Rechtspraak
Gerechtshof 's-Hertogenbosch (Locatie 's-Hertogenbosch), 12 december 2019
ECLI:NL:GHSHE:2019:4507
werknemer/werkgeefster
Feiten
Werknemer is op 5 oktober 2009 in dienst getreden bij de (voorgangster van) vennootschap 3 in de functie van Area Sales Manager voor de Turkse en Arabische markt. Vennootschap 3 heeft haar exportactiviteiten in 2012 ondergebracht in werkgeefster. Werknemer is met ingang van 1 juli 2012 op grond van een arbeidsovereenkomst met werkgeefster dezelfde functie van Area Sales Manager voor de Turkse en Arabische markt gaan vervullen. Werknemer heeft zich op 13 augustus 2018 telefonisch ziek gemeld en de werkzaamheden hervat op 14 augustus 2018. Werkgeefster heeft op 16 augustus 2018 een aanvraag bij het UWV ingediend om de arbeidsovereenkomst met werknemer te mogen opzeggen wegens bedrijfseconomische redenen. Het UWV heeft deze aanvraag diezelfde dag ontvangen. Werkgeefster heeft op 17 augustus 2018 aan werknemer, op het werk, medegedeeld dat zij een ontslagvergunning had aangevraagd. Werknemer heeft zich ziek gemeld en het werk verlaten. Het UWV heeft op 12 november 2018 aan werkgeefster toestemming verleend om de arbeidsovereenkomst met werknemer op te zeggen.
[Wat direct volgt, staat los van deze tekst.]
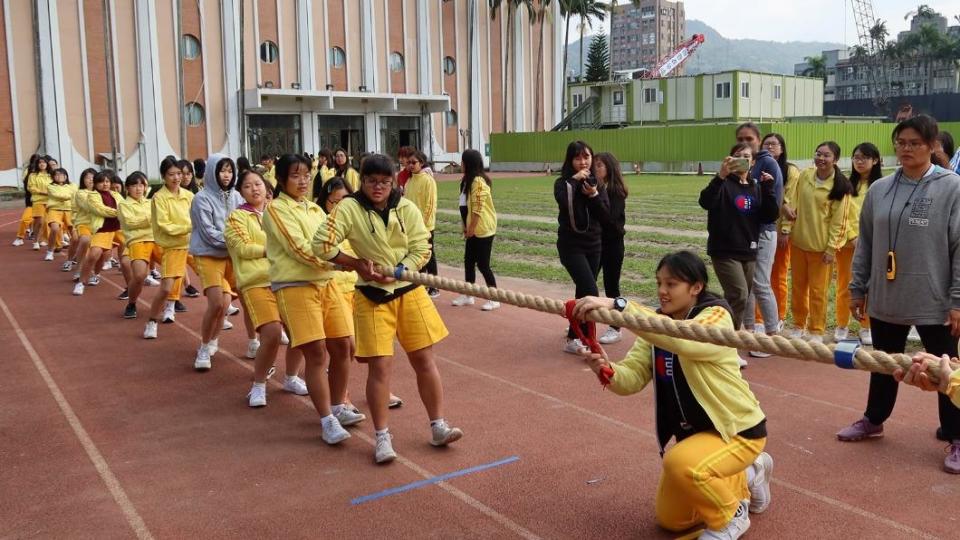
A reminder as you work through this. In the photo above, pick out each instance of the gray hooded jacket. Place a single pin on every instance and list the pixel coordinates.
(927, 216)
(209, 211)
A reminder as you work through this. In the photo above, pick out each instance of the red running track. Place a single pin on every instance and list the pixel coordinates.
(106, 435)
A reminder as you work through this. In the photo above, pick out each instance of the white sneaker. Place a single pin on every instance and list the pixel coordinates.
(257, 397)
(213, 346)
(612, 335)
(840, 334)
(490, 306)
(462, 300)
(150, 331)
(733, 530)
(349, 417)
(760, 487)
(169, 313)
(384, 452)
(202, 361)
(444, 434)
(913, 335)
(334, 433)
(574, 346)
(295, 385)
(252, 347)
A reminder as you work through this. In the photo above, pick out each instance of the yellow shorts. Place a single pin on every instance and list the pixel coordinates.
(214, 272)
(314, 312)
(261, 306)
(412, 319)
(144, 251)
(58, 216)
(103, 240)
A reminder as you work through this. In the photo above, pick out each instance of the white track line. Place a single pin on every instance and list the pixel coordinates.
(802, 491)
(103, 469)
(503, 520)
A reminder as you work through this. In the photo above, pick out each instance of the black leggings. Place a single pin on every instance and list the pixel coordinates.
(583, 267)
(892, 338)
(477, 255)
(611, 261)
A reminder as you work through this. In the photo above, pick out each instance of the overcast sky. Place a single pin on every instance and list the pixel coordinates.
(802, 20)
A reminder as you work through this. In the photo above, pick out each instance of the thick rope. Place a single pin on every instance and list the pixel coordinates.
(873, 361)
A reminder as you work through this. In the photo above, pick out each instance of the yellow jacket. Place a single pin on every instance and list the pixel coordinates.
(403, 239)
(712, 372)
(170, 218)
(60, 196)
(37, 184)
(247, 245)
(421, 189)
(856, 205)
(99, 211)
(480, 203)
(135, 219)
(821, 224)
(289, 226)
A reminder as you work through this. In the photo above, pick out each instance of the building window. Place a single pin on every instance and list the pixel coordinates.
(337, 57)
(723, 90)
(194, 113)
(396, 62)
(191, 47)
(269, 52)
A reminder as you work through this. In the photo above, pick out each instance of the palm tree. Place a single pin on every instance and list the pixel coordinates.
(512, 6)
(613, 13)
(816, 67)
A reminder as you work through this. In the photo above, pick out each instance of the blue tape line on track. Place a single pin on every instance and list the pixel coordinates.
(434, 480)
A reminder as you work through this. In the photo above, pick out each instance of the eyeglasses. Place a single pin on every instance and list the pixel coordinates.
(908, 145)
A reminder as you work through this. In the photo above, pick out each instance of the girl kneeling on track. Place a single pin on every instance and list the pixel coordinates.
(310, 304)
(386, 229)
(247, 245)
(141, 251)
(717, 470)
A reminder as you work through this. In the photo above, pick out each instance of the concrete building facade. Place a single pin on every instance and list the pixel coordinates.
(93, 81)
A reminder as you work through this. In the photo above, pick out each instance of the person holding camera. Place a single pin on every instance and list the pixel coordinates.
(737, 207)
(583, 208)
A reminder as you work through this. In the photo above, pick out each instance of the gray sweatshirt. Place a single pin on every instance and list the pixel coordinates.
(209, 211)
(927, 283)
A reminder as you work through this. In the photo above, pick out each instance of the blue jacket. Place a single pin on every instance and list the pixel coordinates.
(209, 211)
(766, 163)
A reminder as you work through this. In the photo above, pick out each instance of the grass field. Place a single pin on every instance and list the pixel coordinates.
(527, 247)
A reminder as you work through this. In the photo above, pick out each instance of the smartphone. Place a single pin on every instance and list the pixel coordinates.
(740, 165)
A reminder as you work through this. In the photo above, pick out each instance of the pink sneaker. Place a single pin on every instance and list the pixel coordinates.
(864, 429)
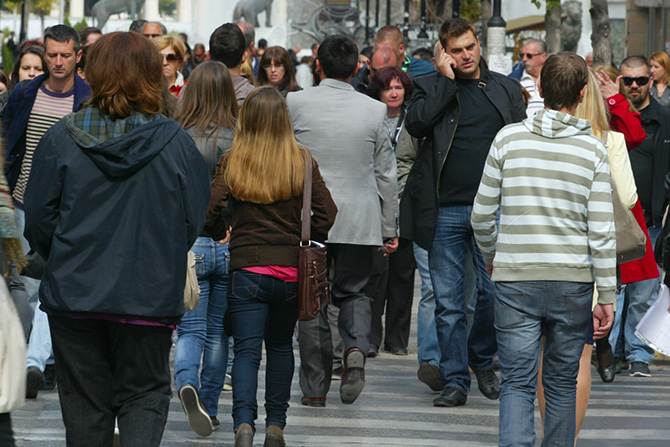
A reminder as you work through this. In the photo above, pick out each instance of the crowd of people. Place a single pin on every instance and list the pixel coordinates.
(498, 189)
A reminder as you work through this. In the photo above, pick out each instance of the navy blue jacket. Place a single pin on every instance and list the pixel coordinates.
(15, 121)
(114, 217)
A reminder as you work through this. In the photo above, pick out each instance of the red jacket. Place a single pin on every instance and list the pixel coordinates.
(623, 120)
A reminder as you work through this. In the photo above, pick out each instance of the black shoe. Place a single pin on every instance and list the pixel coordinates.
(606, 365)
(353, 376)
(450, 397)
(639, 369)
(34, 382)
(488, 383)
(196, 416)
(397, 350)
(49, 377)
(430, 375)
(215, 423)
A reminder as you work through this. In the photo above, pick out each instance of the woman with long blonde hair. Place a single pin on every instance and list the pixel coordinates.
(208, 113)
(594, 109)
(262, 178)
(659, 65)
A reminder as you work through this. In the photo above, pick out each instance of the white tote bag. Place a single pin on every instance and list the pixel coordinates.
(12, 354)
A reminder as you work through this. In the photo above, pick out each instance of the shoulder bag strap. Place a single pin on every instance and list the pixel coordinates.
(305, 232)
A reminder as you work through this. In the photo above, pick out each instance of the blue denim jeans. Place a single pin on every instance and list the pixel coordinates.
(200, 332)
(262, 308)
(522, 310)
(39, 352)
(447, 257)
(639, 296)
(428, 350)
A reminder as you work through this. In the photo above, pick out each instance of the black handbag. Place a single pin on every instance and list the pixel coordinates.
(313, 287)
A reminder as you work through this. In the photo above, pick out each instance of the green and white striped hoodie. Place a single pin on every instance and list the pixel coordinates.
(550, 179)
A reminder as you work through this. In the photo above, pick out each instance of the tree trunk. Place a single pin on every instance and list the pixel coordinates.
(487, 12)
(552, 25)
(600, 36)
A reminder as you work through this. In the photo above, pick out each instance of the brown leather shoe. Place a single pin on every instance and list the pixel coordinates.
(313, 401)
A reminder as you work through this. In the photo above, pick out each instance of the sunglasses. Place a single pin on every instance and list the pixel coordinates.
(640, 80)
(170, 57)
(528, 55)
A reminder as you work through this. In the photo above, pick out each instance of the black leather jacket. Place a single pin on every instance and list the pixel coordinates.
(433, 115)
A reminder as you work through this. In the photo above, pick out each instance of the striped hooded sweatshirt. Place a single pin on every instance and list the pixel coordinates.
(550, 180)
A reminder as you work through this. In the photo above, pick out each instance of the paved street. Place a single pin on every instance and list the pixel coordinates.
(395, 409)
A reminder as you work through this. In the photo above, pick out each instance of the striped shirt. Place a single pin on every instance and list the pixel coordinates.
(550, 179)
(48, 109)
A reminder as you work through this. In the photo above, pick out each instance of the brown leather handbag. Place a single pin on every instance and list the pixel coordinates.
(313, 287)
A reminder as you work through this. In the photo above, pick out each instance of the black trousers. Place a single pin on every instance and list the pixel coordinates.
(394, 297)
(6, 434)
(350, 270)
(109, 370)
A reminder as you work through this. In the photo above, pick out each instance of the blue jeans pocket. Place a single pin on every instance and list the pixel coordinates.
(579, 305)
(245, 285)
(507, 316)
(200, 264)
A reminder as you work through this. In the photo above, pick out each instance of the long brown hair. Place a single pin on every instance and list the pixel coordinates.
(265, 163)
(208, 101)
(127, 80)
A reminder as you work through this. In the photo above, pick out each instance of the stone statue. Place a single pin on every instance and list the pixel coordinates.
(571, 28)
(103, 9)
(250, 9)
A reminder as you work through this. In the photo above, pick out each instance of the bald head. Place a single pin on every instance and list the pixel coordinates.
(382, 56)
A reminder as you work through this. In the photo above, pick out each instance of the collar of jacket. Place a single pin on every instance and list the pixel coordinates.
(336, 83)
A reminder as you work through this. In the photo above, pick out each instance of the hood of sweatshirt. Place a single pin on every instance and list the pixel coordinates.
(555, 124)
(120, 147)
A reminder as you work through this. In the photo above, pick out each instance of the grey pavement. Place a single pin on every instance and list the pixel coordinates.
(395, 409)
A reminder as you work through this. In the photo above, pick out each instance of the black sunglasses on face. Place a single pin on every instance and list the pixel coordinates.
(171, 57)
(528, 55)
(640, 80)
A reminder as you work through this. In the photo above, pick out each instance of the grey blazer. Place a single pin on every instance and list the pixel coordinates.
(344, 131)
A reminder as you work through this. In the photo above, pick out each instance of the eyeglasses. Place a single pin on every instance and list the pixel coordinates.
(640, 80)
(528, 55)
(170, 57)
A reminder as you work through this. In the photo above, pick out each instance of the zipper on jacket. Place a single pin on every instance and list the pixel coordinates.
(439, 174)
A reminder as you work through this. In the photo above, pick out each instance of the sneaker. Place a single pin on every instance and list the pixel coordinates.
(34, 382)
(196, 416)
(228, 383)
(639, 369)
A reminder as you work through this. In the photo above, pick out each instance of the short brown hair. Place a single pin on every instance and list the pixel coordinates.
(455, 27)
(161, 42)
(563, 77)
(125, 81)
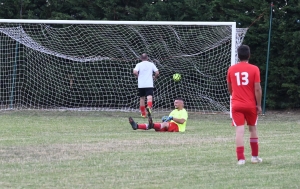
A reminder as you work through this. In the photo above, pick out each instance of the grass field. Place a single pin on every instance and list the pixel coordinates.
(100, 150)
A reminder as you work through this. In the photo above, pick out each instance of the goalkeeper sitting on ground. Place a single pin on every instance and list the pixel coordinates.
(175, 122)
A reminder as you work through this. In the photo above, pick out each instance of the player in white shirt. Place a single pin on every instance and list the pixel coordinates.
(144, 72)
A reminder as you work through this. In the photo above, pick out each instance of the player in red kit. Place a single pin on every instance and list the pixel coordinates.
(243, 81)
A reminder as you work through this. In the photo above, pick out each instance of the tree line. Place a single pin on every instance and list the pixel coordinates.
(283, 83)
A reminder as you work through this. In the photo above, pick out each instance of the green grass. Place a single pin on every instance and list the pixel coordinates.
(100, 150)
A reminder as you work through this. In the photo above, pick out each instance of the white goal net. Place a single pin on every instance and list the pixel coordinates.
(87, 65)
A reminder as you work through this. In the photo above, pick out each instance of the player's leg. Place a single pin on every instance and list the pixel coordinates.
(239, 141)
(251, 118)
(142, 94)
(149, 94)
(136, 126)
(238, 120)
(161, 127)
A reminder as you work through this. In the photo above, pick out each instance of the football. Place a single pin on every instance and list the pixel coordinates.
(176, 77)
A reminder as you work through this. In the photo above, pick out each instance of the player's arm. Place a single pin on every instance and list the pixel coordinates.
(156, 74)
(180, 121)
(229, 86)
(258, 94)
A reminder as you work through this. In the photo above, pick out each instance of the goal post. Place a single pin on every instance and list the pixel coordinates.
(87, 65)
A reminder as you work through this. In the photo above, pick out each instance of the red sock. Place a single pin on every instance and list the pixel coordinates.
(149, 104)
(240, 152)
(156, 126)
(254, 146)
(143, 110)
(142, 126)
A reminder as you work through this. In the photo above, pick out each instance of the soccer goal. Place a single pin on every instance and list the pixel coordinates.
(87, 65)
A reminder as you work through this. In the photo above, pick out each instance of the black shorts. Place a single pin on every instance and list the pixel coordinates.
(145, 92)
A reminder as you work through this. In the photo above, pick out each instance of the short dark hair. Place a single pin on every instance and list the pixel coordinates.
(178, 98)
(144, 56)
(244, 52)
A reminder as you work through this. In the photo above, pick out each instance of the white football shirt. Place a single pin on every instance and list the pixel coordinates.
(145, 69)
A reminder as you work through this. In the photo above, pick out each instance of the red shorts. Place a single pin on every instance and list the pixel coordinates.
(173, 127)
(240, 115)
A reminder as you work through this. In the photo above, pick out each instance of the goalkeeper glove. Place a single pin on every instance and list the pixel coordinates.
(169, 118)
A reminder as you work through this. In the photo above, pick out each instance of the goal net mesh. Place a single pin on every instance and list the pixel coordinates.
(89, 66)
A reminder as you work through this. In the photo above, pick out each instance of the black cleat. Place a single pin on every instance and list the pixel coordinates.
(133, 124)
(150, 123)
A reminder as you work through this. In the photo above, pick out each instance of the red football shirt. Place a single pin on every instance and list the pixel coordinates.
(242, 77)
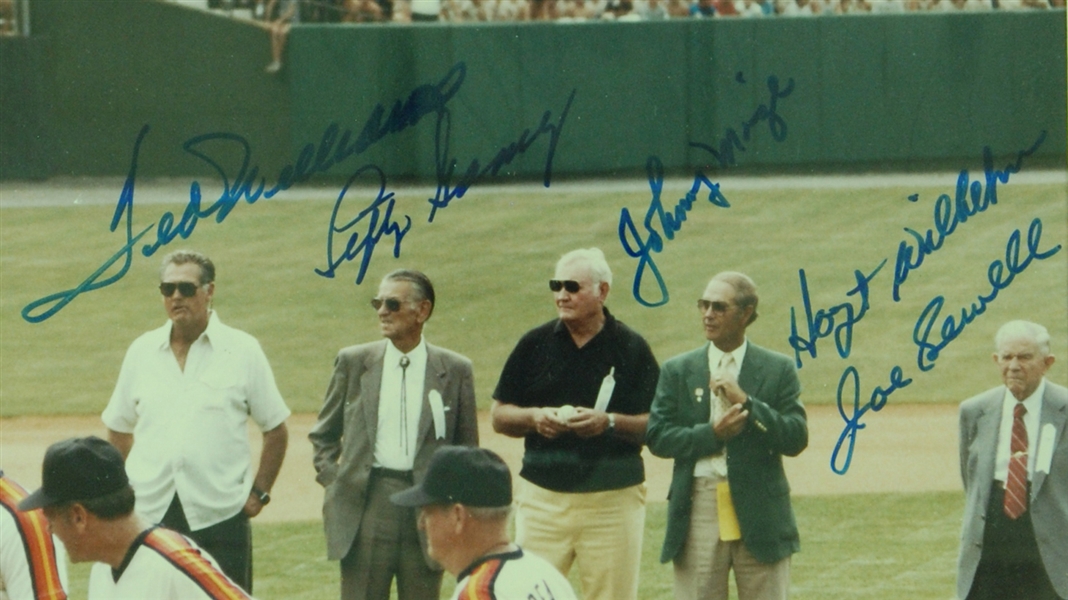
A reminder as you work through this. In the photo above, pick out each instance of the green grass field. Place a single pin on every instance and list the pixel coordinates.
(878, 547)
(490, 255)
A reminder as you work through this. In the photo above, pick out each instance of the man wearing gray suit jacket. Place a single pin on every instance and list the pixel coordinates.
(727, 412)
(389, 406)
(1014, 461)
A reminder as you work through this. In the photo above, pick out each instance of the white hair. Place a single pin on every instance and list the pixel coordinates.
(593, 258)
(1026, 330)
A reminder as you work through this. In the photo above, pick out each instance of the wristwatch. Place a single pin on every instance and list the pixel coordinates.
(263, 496)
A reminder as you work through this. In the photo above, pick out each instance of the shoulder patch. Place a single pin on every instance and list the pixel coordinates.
(36, 541)
(191, 562)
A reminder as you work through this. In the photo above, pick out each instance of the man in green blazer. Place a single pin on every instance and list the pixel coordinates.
(727, 412)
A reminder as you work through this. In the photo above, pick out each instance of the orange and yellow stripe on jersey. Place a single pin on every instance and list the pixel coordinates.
(36, 541)
(480, 583)
(187, 558)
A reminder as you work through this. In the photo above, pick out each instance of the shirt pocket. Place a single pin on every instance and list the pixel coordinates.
(222, 388)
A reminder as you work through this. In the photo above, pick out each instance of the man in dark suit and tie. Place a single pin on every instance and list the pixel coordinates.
(1014, 460)
(727, 412)
(389, 406)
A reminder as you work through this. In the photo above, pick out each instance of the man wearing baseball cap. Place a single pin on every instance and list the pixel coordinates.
(465, 502)
(89, 503)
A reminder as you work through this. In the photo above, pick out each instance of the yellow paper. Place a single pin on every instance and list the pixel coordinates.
(729, 530)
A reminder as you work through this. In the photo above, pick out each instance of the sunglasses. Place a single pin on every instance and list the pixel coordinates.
(569, 285)
(392, 304)
(187, 289)
(718, 308)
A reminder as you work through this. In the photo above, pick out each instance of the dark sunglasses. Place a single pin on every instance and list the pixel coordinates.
(186, 288)
(570, 286)
(392, 304)
(719, 308)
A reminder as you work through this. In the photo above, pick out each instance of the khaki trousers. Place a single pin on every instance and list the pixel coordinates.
(703, 566)
(387, 546)
(601, 531)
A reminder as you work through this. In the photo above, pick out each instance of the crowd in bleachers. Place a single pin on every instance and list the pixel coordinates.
(474, 11)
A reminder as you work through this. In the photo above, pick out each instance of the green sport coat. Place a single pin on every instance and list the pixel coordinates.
(678, 428)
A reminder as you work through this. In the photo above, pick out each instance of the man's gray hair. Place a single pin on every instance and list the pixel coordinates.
(187, 256)
(593, 258)
(489, 512)
(744, 289)
(1029, 330)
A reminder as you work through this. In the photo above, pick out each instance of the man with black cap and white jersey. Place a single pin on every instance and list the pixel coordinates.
(89, 503)
(465, 503)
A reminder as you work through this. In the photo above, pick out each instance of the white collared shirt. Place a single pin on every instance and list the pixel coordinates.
(395, 439)
(190, 426)
(717, 466)
(1034, 406)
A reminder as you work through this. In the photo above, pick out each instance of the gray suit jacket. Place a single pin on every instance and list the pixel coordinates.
(344, 436)
(979, 422)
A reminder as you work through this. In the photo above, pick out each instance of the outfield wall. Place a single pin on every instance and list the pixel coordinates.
(882, 91)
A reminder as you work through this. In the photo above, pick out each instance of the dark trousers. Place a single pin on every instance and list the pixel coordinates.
(1010, 567)
(229, 542)
(388, 546)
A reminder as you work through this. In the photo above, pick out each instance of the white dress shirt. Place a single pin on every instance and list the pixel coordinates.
(717, 464)
(397, 431)
(1034, 406)
(190, 427)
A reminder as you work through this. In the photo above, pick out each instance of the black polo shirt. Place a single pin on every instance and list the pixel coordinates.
(548, 369)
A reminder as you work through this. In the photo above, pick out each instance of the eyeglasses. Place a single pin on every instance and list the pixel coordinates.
(718, 308)
(569, 285)
(392, 304)
(187, 289)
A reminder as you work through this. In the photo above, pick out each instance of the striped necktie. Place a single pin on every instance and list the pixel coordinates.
(1016, 483)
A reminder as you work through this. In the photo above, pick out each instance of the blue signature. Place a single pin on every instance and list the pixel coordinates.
(334, 146)
(379, 222)
(823, 322)
(948, 212)
(1000, 274)
(731, 140)
(124, 207)
(876, 401)
(672, 222)
(445, 167)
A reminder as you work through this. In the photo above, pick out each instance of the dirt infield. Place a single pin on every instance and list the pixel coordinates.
(888, 451)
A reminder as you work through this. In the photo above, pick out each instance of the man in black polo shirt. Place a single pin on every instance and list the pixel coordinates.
(579, 390)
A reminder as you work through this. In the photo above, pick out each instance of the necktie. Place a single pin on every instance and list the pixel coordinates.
(404, 403)
(1016, 484)
(726, 368)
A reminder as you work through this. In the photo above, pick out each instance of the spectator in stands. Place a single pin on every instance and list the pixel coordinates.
(703, 9)
(511, 11)
(802, 8)
(749, 8)
(474, 11)
(724, 9)
(653, 11)
(279, 29)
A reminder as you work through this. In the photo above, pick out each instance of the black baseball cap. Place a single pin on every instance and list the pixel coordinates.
(465, 475)
(76, 470)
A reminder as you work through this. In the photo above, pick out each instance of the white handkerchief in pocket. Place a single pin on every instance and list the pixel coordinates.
(1046, 449)
(438, 410)
(605, 394)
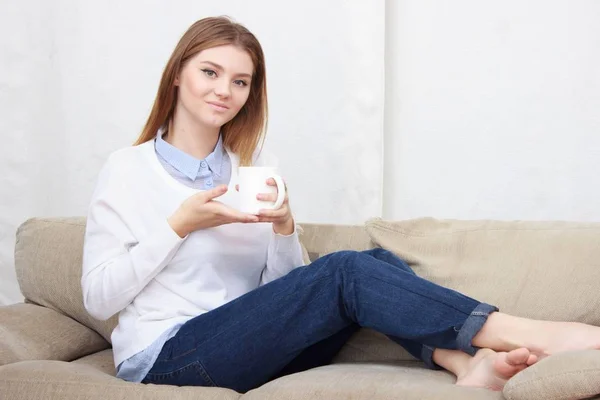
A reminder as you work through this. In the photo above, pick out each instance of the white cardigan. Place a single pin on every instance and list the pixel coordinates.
(134, 264)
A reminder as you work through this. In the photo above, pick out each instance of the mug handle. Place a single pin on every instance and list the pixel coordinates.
(280, 192)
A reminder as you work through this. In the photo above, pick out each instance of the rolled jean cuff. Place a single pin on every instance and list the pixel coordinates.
(472, 326)
(427, 357)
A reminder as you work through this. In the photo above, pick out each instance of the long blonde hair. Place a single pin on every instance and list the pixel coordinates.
(245, 132)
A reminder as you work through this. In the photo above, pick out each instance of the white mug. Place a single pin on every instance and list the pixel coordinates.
(252, 181)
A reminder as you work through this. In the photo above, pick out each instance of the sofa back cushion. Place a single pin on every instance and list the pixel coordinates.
(543, 270)
(48, 259)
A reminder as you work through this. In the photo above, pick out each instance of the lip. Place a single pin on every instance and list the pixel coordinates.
(218, 106)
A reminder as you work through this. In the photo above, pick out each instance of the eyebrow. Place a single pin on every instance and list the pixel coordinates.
(217, 66)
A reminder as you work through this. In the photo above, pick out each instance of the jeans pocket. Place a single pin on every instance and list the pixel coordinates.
(192, 374)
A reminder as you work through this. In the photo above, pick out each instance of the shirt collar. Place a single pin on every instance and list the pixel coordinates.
(187, 164)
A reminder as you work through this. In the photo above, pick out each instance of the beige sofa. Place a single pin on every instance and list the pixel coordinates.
(50, 348)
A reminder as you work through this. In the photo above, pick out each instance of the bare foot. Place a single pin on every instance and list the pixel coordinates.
(492, 370)
(505, 332)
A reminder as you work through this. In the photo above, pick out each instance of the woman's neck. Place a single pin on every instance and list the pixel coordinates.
(191, 137)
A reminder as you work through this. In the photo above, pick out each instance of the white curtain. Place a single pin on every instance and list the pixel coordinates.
(486, 109)
(77, 80)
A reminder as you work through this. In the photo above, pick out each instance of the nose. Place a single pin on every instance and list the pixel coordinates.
(222, 88)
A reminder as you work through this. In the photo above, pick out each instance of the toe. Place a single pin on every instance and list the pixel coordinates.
(532, 359)
(518, 356)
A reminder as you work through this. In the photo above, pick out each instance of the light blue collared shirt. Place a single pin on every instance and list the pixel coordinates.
(205, 174)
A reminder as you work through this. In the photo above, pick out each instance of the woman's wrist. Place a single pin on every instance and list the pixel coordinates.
(178, 225)
(285, 228)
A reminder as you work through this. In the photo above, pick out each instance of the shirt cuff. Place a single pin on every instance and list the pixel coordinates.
(285, 243)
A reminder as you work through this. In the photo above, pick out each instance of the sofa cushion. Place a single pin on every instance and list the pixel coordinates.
(30, 332)
(565, 376)
(406, 381)
(543, 270)
(28, 380)
(48, 259)
(102, 361)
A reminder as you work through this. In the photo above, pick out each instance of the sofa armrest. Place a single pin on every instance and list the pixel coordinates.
(32, 332)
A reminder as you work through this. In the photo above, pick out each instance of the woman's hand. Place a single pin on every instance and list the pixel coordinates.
(201, 211)
(283, 222)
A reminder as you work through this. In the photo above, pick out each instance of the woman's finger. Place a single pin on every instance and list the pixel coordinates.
(267, 197)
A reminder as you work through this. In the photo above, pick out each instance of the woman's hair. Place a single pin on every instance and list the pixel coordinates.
(246, 130)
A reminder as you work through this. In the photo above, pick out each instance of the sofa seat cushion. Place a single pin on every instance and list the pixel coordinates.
(537, 269)
(408, 380)
(30, 332)
(87, 380)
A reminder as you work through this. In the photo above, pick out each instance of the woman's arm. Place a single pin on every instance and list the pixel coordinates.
(116, 264)
(283, 255)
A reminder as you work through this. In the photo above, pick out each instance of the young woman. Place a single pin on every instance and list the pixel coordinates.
(209, 296)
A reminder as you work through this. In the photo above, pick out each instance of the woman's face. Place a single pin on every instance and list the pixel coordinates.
(214, 85)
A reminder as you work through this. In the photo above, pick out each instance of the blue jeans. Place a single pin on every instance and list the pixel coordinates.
(302, 320)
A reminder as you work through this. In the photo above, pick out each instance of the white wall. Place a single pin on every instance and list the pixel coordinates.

Werkgeefster heeft in een brief van 14 november 2018 aan werknemer de arbeidsovereenkomst opgezegd. De arbeidsovereenkomst is geëindigd per 31 december 2018. De kantonrechter heeft in eerste aanleg overwogen dat sprake is van een redelijke grond voor opzegging van de arbeidsovereenkomst door werkgeefster en heeft werkgeefster veroordeeld tot betaling van de transitievergoeding. In hoger beroep komt werknemer op tegen dit oordeel.
Oordeel
Op grond van de overgelegde stukken en hetgeen tijdens de mondelinge behandeling is besproken, kan in redelijkheid worden geoordeeld dat sprake is van de door werkgeefster aangevoerde bedrijfseconomische omstandigheden. Het hof verwijst naar het financieel overzicht van werkgeefster, waaruit blijkt dat werkgeefster vanaf 2012 verlieslatend is en de jaarrekeningen van 2015 en 2016. Het hof volgt werknemer niet in zijn betoog dat zijn arbeidsovereenkomst is te vergelijken met een payrollconstructie voor een van de andere vennootschappen. Ook indien voor het afspiegelingsbeginsel naar het gehele concern moet worden gekeken, zoals werknemer betoogt, dan nog geldt dat niet is gebleken van uitwisselbare functies in de zin van de Ontslagregeling. Uit de door werknemer voor akkoord ondertekende functiebeschrijving volgt dat aan zijn functie specifieke eisen zijn gesteld met betrekking tot de kennis van export naar Turkije en andere Arabische landen (het Midden-Oosten), het bereik van marketing en de cultuur in voornoemde landen. Deze verschillen zijn zodanig groot met de eisen aan de andere bij andere vennootschappen aanwezige functies, dat die functies niet uitwisselbaar zijn. Volgens werkgeefster heeft zij onverplicht onderzocht of herplaatsing van werknemer in een passende functie bij een andere vennootschap mogelijk was, maar dit bleek niet het geval. Werknemer heeft een opleiding tot “Bürokaufmann” afgerond en is daarna in de verkoop, gericht op export, gaan werken, terwijl de betreffende (voormalig) werknemers een studie “Wirtschaftswissenschaften” met kernpunt marketing, organisatiestrategie en statistiek hebben gevolgd en altijd in de marketing- en voedingssupplementenbranche hebben gewerkt. Werknemer mist kennis, ervaring en opleiding om deze functies te kunnen uitvoeren. Het hof is van mening dat herplaatsing niet in de rede ligt. Op grond van het vorenstaande zal het hof de bestreden beschikking bekrachtigen en de door werknemer in hoger beroep gedane verzoeken afwijzen.